Online Program

Return to main conference page
Friday, May 31
Machine Learning
The Cutting Edge in Statistical Machine Learning
Fri, May 31, 1:30 PM - 3:05 PM
Regency Ballroom AB
 

A Continuous-Time View of Early Stopping in Least Squares Regression (305009)

Alnur Ali, Carnegie Mellon University 
Zico Kolter, Carnegie Mellon University 
*Ryan Tibshirani, Carnegie Mellon University 

Keywords: gradient flow, ridge regression, early stopping, implicit regularization, random matrix theory

We study the statistical properties of the iterates generated by gradient descent, applied to the fundamental problem of least squares regression. We take a continuous-time view, i.e., consider infinitesimal step sizes in gradient descent, in which case the iterates form a trajectory called gradient flow.

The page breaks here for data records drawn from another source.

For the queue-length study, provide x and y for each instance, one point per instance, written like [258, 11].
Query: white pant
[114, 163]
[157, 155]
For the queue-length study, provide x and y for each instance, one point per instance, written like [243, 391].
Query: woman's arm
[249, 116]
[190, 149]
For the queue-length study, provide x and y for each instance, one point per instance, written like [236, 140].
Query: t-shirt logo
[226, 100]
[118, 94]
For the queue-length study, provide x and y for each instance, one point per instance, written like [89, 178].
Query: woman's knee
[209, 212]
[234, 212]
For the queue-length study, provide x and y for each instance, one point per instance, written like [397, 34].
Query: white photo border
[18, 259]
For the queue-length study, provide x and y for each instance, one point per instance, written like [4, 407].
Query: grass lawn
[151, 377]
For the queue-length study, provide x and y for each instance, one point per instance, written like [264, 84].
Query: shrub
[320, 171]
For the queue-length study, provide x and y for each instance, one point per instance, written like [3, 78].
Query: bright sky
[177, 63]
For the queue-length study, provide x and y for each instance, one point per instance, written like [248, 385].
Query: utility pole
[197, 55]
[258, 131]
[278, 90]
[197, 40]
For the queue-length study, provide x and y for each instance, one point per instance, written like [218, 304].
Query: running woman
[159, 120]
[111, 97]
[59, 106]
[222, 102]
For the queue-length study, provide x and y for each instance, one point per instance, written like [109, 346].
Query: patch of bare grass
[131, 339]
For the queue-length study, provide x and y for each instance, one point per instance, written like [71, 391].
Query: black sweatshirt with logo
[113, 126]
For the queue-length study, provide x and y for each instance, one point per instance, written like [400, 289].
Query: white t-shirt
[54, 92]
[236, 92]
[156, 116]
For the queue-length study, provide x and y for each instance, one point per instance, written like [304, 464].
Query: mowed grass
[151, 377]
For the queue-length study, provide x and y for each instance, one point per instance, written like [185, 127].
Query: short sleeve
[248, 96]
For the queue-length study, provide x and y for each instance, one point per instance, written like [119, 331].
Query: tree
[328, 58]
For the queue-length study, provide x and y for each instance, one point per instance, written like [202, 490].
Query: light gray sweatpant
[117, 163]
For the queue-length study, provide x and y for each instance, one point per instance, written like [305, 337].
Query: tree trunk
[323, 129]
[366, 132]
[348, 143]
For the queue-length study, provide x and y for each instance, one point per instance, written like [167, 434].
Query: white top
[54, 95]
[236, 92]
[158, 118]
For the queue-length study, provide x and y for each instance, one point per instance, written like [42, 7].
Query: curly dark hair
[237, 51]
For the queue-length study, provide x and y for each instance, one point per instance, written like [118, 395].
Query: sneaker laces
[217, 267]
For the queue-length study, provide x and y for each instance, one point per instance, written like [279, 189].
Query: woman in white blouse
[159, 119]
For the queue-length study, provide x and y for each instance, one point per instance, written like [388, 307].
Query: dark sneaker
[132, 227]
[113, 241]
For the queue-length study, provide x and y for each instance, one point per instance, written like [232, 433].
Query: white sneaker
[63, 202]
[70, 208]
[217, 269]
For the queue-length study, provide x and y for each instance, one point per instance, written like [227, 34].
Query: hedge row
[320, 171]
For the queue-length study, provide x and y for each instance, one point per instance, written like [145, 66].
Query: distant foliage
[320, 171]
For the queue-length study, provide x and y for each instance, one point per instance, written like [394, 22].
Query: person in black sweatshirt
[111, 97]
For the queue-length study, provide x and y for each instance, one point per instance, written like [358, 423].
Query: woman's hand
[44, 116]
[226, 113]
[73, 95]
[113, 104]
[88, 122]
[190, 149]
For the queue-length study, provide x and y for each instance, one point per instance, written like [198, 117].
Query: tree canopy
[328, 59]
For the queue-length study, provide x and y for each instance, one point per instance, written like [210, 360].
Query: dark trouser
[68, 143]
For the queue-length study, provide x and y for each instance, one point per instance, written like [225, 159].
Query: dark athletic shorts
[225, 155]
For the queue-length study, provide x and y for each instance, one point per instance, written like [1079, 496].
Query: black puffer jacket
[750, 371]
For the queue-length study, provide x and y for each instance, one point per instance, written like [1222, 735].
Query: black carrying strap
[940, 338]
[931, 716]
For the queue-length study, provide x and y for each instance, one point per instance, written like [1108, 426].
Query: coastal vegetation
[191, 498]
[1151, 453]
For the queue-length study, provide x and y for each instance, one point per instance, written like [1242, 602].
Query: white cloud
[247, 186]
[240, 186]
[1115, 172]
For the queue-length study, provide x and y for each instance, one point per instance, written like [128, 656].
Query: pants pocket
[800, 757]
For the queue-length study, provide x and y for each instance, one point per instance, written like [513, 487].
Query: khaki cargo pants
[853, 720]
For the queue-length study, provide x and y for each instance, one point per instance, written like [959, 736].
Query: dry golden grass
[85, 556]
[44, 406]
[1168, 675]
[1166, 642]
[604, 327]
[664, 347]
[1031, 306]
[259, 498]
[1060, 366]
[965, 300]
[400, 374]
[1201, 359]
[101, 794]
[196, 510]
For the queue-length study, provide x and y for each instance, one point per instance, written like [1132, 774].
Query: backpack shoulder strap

In a random matrix theory setup, which allows the number of samples n and features p to diverge in such a way that p/n converges to a positive constant, we derive and analyze an asymptotic risk expression for gradient flow. In particular, we compare the asymptotic risk profile of gradient flow to that of ridge regression. When the feature covariance is spherical, we show that the optimal asymptotic gradient flow risk is between 1 and 1.25 times the optimal asymptotic ridge risk. Further, we derive a calibration between the two risk curves under which the asymptotic gradient flow risk no more than 2.25 times the asymptotic ridge risk, at all points along the path. Lastly, we present numerical experiments that show ridge and gradient flow to be extremely tightly coupled, even more so than the theory predicts.